Both the DoE and the NGCP agreed that GenCos should strictly adhere to their maintenance schedule submissions in the recently approved GOMP 2022 to 2024.

On Sunday, Energy Secretary Alfonso G. Cusi said the DoE and NGCP virtually convened for their regular meeting to discuss the power demand and supply outlook for the year.

He said the DoE is mapping out contingency plans to secure additional power supply in preparation for the demand increase in the days leading up to, during, and in the immediate aftermath of the elections, which also happen to fall on a summer month.

“The goal of these meetings is to make sure that all power sector stakeholders are aligned for Calendar year 2022. The availability of a stable and reliable power supply is of grave importance — there should be no surprises this year, especially given our continuous battle against the Covid-19 pandemic, regions that have been affected by typhoon ‘Odette’ are rebuilding themselves, and of course, because we are in an election year,” Cusi said.

Cusi indicated that there are no foreseen yellow alerts in Luzon and Mindanao, with the NGCP having proposed some amendments in the schedule of generator maintenance adjustments.
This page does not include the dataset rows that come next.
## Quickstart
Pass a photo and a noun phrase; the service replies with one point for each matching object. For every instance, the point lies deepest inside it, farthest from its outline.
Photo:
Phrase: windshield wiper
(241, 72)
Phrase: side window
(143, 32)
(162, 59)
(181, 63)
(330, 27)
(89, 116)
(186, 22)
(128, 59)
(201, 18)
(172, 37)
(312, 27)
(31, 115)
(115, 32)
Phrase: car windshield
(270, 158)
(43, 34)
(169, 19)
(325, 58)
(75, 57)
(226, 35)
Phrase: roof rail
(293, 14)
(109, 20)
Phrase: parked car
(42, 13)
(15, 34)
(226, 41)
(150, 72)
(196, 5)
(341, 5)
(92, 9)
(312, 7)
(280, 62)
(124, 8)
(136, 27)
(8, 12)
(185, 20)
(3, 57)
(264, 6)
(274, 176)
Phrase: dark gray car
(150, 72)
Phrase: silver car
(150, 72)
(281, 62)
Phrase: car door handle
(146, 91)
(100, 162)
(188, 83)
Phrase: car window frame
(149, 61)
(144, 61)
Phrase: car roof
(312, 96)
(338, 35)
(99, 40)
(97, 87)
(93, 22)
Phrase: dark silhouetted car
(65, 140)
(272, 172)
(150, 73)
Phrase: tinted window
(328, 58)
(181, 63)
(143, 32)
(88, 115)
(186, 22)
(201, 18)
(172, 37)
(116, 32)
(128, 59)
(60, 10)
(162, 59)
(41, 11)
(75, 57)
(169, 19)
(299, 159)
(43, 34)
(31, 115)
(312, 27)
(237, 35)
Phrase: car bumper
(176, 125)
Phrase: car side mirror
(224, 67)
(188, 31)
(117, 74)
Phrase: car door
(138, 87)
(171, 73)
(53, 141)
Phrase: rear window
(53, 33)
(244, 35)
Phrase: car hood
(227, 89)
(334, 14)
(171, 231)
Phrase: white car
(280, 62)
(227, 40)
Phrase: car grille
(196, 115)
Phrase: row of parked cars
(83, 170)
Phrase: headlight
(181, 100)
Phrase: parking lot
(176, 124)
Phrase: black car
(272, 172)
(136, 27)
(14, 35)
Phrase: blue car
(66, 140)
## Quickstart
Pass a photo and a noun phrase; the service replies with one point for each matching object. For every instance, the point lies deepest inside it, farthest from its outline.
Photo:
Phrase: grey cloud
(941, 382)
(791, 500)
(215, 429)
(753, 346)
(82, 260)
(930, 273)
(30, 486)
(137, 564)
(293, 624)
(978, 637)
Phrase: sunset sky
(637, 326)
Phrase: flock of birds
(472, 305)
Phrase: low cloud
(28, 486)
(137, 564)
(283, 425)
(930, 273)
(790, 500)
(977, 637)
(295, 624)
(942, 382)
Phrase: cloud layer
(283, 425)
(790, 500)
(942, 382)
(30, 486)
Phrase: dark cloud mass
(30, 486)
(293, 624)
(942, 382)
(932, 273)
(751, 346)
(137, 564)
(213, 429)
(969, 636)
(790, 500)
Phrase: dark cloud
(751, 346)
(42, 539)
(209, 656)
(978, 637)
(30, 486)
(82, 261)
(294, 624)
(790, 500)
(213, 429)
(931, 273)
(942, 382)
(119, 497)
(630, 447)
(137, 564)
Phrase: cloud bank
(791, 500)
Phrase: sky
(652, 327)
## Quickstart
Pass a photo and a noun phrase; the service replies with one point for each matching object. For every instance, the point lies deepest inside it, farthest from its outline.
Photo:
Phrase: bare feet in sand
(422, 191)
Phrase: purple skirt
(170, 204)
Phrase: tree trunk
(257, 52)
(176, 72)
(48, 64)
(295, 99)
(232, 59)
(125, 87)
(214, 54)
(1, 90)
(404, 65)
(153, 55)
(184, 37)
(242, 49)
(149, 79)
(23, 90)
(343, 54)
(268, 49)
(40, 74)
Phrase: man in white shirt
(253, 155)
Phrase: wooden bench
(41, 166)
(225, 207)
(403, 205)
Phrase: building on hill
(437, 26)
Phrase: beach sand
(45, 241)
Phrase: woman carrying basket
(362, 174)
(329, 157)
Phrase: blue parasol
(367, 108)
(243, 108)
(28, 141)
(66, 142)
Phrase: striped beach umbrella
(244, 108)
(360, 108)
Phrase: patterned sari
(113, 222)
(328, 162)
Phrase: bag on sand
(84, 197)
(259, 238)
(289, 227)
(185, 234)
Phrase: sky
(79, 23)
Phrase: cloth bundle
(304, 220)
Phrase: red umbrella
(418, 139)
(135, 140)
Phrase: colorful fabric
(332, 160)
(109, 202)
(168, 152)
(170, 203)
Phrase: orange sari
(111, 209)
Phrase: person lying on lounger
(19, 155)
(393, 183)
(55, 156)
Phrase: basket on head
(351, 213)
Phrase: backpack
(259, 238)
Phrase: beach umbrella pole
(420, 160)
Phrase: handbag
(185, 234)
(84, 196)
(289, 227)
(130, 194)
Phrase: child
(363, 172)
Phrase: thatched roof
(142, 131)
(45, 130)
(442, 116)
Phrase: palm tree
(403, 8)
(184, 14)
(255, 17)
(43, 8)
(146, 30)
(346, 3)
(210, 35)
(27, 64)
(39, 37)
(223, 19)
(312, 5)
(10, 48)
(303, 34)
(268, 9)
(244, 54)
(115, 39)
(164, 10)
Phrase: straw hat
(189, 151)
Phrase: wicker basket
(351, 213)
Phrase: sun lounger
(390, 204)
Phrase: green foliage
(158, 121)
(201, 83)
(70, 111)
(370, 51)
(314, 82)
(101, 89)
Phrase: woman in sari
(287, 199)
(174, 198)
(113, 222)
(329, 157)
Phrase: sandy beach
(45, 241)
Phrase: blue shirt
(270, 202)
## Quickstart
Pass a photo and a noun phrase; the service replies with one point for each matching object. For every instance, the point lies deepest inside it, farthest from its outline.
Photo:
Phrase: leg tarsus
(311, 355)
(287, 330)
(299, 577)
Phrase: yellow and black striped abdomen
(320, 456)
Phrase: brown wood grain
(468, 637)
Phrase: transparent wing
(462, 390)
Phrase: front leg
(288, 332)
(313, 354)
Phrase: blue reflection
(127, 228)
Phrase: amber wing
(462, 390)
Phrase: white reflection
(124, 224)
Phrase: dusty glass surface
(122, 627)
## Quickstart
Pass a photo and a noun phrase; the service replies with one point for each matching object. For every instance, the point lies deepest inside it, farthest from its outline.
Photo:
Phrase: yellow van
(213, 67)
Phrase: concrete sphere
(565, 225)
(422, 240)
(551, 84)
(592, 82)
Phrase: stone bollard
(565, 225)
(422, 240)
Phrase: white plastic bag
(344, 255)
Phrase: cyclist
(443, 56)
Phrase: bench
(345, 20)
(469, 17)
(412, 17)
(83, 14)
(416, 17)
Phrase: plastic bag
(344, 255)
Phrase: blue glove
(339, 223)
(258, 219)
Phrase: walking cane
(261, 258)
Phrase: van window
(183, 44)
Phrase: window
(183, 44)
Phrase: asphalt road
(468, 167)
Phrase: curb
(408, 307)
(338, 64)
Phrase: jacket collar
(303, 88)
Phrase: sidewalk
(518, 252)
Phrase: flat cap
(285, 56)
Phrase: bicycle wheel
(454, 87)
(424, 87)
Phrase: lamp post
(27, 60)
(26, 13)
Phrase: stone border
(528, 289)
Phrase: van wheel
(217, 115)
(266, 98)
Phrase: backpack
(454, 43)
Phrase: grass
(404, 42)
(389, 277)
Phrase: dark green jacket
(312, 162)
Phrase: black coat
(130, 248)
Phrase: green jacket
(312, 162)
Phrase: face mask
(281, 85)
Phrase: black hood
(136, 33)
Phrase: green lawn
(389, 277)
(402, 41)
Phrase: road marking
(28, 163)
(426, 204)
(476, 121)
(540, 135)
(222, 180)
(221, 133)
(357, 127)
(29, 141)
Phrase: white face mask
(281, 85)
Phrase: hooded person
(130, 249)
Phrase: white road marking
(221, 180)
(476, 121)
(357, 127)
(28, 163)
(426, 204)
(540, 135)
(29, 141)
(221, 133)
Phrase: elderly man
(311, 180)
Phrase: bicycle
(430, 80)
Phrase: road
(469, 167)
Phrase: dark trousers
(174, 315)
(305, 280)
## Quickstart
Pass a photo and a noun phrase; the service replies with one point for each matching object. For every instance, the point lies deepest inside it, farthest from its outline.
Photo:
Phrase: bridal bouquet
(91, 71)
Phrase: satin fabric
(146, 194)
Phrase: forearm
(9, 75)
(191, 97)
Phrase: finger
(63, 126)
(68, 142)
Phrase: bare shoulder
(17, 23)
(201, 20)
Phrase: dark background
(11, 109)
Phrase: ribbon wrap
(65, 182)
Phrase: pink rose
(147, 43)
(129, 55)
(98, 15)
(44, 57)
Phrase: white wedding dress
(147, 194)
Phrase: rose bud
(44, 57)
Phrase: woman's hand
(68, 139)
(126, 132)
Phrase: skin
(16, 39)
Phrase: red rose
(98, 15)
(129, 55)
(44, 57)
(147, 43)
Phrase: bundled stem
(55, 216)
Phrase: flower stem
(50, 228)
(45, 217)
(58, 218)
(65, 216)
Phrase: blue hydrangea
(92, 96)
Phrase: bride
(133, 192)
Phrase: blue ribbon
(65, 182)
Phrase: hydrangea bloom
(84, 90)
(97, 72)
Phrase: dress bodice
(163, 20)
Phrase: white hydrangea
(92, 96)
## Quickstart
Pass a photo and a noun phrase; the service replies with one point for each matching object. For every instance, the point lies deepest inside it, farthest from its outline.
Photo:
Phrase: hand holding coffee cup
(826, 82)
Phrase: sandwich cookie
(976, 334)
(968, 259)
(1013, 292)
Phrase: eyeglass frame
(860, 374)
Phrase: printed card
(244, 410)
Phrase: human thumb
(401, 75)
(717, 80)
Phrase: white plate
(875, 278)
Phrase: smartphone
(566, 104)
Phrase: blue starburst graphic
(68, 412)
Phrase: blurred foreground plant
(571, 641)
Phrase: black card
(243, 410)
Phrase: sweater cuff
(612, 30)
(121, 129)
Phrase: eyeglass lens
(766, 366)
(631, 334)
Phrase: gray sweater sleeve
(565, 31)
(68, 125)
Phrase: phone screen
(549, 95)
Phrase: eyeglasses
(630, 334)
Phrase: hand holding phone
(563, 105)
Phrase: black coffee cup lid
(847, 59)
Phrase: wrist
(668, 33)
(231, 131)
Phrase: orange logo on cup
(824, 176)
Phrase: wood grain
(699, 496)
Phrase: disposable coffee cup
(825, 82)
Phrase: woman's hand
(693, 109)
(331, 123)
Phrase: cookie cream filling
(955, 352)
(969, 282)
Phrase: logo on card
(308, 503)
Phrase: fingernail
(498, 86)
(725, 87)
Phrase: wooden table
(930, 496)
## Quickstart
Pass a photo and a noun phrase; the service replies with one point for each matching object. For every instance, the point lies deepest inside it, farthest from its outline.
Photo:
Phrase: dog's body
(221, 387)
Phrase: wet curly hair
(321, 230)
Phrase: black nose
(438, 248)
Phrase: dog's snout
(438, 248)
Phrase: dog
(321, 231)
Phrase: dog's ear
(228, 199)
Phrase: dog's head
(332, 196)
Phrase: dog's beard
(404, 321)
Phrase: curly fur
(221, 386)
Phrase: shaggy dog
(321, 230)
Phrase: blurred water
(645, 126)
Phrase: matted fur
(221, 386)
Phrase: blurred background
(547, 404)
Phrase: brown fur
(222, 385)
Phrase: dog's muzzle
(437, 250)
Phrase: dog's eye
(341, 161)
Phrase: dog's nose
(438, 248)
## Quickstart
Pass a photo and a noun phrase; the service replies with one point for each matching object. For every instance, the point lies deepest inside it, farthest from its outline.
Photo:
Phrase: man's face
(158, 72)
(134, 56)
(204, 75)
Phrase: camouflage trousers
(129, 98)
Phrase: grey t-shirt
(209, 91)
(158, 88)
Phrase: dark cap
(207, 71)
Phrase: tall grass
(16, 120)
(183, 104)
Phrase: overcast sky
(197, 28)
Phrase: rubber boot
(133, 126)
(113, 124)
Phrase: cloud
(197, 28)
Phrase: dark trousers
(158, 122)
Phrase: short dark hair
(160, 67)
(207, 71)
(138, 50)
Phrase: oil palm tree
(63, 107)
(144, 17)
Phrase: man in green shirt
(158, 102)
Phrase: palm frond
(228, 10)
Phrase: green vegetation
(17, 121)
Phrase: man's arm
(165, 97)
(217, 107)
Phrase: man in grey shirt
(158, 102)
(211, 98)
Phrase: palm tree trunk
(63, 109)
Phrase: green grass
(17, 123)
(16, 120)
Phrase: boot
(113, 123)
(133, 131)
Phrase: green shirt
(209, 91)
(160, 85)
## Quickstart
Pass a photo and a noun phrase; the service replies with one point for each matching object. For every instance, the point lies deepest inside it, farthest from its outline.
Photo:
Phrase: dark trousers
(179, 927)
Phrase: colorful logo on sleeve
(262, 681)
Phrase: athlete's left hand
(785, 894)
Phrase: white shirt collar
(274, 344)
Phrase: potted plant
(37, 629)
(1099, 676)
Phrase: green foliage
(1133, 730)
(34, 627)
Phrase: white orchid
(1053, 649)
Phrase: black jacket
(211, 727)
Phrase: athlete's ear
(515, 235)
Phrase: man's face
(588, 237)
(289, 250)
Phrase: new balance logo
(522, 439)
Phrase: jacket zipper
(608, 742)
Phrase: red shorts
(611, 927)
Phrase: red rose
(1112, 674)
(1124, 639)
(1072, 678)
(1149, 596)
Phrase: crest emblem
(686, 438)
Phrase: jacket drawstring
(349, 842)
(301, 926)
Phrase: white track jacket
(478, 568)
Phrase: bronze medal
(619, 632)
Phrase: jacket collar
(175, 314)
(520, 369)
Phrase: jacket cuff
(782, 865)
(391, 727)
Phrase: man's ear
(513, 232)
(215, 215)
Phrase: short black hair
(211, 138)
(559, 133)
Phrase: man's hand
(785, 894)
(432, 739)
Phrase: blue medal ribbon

However, the energy chief did not elaborate.

A yellow alert indicates the thinning of power reserves in the grid. It is raised when reserves fall below the capacity of the largest generating unit.

Meanwhile, in the Visayas, Cusi said potential occurrences of yellow alert should be anticipated due to the absence of high-voltage direct current (HVDC) transmission link from Luzon, and after taking into account generator maintenance adjustments.

According to the DoE, HVDC should always be available to provide support, as outages outside of the provided maintenance schedule may result in the thinning of reserves in Visayas or Luzon since both grids support each other at peak times of the day.

To recall, the Visayas also devastated by typhoon “Odette” last December 2021. Until today, over 900,000 affected households still have no electricity, with damage to electric cooperatives now at P3.4 billion.